A material based on a natural product of bones and citrus fruits known as citrate provides the extra energy that stem cells need to form new bone tissue, report bioengineers at Penn State University. The new understanding of the mechanism that allows citrate to aid in bone regeneration will help the researchers develop slow-release, biodegradable citrate-releasing scaffolds to act as bone-growth templates to speed up healing in a variety of procedures.
“In our lab, we have been working with citrate for over a decade,” said Jian Yang, PhD, professor of biomedical engineering. “We knew that in the human body, 90% of organic citrate is located in skeletal tissue. But no one had really tried to use citrate as a building block to make bone biomaterials. Our new paper tries to understand how citrate helps in bone healing and uses the understanding to guide the design of new biomimetic materials for better bone repair.”
Though many bone regeneration procedures use them, autografts aren’t sustainable, especially for large wounds or bone tissue removed during cancer treatment. Yet current synthetic materials cause significant inflammation. Also, bone healing is slow and poor. The body encapsulates the implant with fibrotic tissues that prevent integration with surrounding bone. But Penn State’s material prevents encapsulation and minimizes chronic inflammation.

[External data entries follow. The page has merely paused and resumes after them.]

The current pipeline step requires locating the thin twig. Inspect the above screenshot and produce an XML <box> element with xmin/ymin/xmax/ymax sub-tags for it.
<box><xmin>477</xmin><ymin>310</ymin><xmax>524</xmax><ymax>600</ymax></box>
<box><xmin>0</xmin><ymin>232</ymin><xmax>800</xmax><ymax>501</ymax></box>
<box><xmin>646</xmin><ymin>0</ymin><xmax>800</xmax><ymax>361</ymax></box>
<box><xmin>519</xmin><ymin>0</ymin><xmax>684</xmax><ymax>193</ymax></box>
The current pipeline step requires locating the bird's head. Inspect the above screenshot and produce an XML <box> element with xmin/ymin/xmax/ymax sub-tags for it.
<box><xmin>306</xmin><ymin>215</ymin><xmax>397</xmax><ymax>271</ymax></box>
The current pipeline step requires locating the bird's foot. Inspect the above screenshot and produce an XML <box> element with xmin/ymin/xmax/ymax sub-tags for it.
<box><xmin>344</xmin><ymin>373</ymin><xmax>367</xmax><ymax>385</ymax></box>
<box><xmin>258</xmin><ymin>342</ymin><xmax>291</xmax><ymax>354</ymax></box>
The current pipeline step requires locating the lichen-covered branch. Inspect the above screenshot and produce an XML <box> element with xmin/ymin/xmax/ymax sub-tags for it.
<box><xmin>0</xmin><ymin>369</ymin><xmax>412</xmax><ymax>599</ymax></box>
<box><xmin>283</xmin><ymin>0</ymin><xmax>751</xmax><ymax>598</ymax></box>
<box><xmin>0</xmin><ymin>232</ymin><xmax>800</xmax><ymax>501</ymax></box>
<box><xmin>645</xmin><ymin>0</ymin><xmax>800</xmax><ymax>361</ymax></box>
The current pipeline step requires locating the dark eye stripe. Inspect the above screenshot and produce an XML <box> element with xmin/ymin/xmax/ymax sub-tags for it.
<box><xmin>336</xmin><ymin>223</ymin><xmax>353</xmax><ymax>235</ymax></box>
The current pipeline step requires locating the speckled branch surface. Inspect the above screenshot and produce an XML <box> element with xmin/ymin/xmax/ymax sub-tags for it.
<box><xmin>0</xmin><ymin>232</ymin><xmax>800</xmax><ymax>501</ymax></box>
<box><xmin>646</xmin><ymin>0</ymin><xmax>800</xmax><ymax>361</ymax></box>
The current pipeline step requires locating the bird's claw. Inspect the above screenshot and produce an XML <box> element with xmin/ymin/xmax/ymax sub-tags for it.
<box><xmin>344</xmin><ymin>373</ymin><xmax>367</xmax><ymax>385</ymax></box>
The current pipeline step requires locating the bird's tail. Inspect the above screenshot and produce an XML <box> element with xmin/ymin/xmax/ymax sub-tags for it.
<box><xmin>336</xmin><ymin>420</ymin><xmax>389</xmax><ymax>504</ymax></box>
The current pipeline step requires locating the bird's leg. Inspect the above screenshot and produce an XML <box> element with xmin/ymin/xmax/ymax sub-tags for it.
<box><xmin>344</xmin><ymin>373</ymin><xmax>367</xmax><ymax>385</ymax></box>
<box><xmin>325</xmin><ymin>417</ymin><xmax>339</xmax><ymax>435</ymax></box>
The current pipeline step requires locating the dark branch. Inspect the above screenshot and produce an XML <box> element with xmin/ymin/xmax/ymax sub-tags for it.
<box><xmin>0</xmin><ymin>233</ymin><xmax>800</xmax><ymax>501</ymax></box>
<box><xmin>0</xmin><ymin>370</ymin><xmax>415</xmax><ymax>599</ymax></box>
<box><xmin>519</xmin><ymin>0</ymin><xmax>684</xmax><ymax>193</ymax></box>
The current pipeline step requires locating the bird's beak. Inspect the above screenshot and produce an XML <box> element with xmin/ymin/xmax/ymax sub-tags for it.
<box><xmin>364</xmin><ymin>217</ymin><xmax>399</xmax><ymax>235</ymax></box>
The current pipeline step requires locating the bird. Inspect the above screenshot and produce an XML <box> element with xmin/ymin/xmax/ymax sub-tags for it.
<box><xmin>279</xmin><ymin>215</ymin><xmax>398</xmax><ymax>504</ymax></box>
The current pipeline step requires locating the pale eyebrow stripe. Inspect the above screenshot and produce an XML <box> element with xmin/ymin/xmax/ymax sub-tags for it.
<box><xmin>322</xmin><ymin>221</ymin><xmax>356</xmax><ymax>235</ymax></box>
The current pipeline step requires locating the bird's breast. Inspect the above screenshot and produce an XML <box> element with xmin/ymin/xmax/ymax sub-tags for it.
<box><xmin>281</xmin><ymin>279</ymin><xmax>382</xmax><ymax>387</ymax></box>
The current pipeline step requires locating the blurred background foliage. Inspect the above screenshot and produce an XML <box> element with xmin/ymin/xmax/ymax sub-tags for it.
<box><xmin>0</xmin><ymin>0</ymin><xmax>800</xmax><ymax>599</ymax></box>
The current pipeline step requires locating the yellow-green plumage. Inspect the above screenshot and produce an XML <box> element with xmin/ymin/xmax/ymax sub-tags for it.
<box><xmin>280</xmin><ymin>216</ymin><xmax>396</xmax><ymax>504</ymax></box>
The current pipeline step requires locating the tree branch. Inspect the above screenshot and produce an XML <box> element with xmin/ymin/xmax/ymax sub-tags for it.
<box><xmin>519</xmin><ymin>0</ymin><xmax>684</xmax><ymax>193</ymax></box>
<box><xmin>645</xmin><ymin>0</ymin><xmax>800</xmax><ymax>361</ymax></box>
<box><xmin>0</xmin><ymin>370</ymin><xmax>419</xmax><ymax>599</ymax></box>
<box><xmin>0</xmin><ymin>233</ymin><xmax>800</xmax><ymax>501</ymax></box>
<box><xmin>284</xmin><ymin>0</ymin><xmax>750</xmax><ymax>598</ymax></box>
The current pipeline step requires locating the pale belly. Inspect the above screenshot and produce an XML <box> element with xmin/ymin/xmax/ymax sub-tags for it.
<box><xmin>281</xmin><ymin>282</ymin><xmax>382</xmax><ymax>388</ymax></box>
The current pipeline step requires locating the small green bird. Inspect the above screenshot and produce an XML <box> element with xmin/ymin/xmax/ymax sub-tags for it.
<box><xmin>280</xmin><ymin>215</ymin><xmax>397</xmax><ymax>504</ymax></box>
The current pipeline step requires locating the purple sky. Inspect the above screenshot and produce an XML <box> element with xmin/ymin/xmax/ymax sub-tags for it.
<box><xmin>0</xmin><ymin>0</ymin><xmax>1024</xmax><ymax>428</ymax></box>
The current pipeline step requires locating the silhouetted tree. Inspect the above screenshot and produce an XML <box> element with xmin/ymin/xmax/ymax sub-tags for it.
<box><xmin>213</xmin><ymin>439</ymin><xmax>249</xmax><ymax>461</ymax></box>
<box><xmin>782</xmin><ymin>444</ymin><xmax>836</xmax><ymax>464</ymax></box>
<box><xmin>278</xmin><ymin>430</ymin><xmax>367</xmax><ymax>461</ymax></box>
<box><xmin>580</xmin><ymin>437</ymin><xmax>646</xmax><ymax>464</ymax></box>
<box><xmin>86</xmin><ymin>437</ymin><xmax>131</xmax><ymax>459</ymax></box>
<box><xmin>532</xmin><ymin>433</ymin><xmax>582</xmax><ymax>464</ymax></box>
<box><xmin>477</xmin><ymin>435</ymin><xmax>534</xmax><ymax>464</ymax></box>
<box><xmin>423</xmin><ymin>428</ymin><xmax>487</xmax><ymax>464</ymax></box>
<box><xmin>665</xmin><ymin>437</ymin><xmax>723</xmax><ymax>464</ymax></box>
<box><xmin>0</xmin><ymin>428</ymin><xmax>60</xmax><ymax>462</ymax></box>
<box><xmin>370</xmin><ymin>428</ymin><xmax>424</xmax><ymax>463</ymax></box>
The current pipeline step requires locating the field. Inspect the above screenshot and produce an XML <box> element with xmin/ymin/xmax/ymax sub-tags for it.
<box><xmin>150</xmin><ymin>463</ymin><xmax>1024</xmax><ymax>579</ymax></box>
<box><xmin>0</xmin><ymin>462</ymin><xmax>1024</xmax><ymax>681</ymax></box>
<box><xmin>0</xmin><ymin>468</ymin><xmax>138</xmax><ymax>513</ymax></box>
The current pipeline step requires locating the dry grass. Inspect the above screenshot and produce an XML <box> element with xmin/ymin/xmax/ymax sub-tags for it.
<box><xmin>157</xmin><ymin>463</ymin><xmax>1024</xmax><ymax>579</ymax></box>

Doctoral student Chuying Ma found that the stem cell membrane has a transporter that is used to transport citrate into the cell to elevate the cellular energy level. When the bone stem cells differentiate to make new bone cells, they require more energy as support for active bone formation. The timing and dosage of citrate supply to stem cells are also critical. Yang and Ma called the citrate effect on stem cell differentiation “metabonegenic regulation.”
The team also identified a second factor involved in energy production, an amino acid called phosphoserine. With their new understanding of the mechanism for bone regrowth, they developed a biomaterial incorporating both citrate and phosphoserine and tested it on rat models.
“Using our new material, we see the early deposition of new bone at one month. This is much earlier than the biomaterials widely used in FDA-approved devices. In this study we tested two models, the femoral condyle bone and the cranial bone defects. In both animal models, we see the new biomaterial is better than the commercial materials in inducing early bone formation and also promoting bone maturation,” said Ma.
“To me, this is an important finding. Citrate is now recognized as a central linker between stem cell metabolism and differentiation. We are uncovering the mechanism whereby citrate influences stem cell activity, not only in bone, but by implication extending to other types of cells and tissues,” said Yang.
“For instance, there is a high concentration of citrate in the cerebrospinal fluid surrounding the brain. People can now use this understanding to start looking at citrate as a metabolism regulator to further regulate stem cells for other types of tissues and organs throughout the body,” Yang said.
“Although we have not tested our materials in the oral surgery setting, we do think our technique has great potential in related applications, such as filling of the extraction site, bone augmentation, and mandibular reconstruction,” said Ma.
“The materials may be also applied to soft tissue regeneration such as periodontal regeneration in oral surgery,” Yang added.
The study, “Citrate-based Materials Fuel Human Stem Cells by Metabonegenic Regulation,” was published by the Proceedings of the National Academy of Sciences.